Charles Dickens, David Copperfield

So that looks like $168 Billion of Dickension misery headed the Markets way from around the third week of the month. 

Of course, the FED can always change its plans and up its game, but their next meeting is not scheduled to take place until 15th September which is some time after the proverbial Sh—t will start heading towards the fan. 

Moving forward the picture does not improve, rather things heat up further. Notice, we have not yet covered the potential funding requirements for the impending Virus Relief Bill. Estimates for this range for a mere $1 Trillion to the $2.7 Trillion mark which will be scheduled over the balance of the third quarter and cover the fourth quarter also. 

At this time, the US Treasury seems to be assuming a figure of nearer to the $1 trillion.
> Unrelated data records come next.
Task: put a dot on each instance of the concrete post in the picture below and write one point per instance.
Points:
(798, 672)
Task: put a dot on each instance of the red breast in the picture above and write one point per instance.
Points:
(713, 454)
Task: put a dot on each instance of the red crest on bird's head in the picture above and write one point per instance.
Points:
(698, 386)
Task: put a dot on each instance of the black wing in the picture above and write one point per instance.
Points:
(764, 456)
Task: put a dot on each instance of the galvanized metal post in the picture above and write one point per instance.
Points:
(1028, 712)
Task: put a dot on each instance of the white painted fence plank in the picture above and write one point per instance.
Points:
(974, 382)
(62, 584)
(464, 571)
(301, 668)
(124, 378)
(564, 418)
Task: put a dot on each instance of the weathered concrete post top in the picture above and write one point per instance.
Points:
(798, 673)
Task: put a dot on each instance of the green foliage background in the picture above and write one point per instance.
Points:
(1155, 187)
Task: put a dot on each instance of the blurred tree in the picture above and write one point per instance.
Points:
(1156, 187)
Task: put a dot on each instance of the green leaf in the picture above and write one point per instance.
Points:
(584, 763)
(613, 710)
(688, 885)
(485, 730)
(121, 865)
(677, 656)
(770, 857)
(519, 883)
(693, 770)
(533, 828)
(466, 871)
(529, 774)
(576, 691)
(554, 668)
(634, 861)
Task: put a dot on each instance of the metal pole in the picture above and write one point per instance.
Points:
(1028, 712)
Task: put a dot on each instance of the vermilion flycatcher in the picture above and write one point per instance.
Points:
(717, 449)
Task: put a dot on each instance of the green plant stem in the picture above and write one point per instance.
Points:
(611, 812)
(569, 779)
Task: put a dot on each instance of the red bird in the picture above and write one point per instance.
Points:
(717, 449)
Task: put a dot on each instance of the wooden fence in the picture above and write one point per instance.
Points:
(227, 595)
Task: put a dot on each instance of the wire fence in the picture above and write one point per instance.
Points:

During the fourth quarter they also expect to borrow $1.216 trillion in privately held net marketable debt. 

Add to the above TBAC expects to issue net paper (coupons) totalling $175 Billion in October, $202 Billion in November & $251 Billion in December plus a further $588 Billion in T Bills (Bonds) over the quarter as a whole. There are quarterly tax receipts to offset things in October so the loading will be in November and December. 

Also in the Treasury quarterly funding report , they suggest that they will spend the cash surplus down to $800 Billion. The borrowing schedule takes account of this so again we can deduce that between additional borrowings and depletion of cash reserves the US Treasury intends to spend $1.6 Trillion in economic stimulus of one form or another over the period. Any Pandemic relief spending will be additional to that. 

Looking beyond the end of this year, we have no guarantees that the economic environment will improve let alone an idea of when the pandemic may subside. The pressure to continue to monetise huge amounts of debt looks set to continue for now.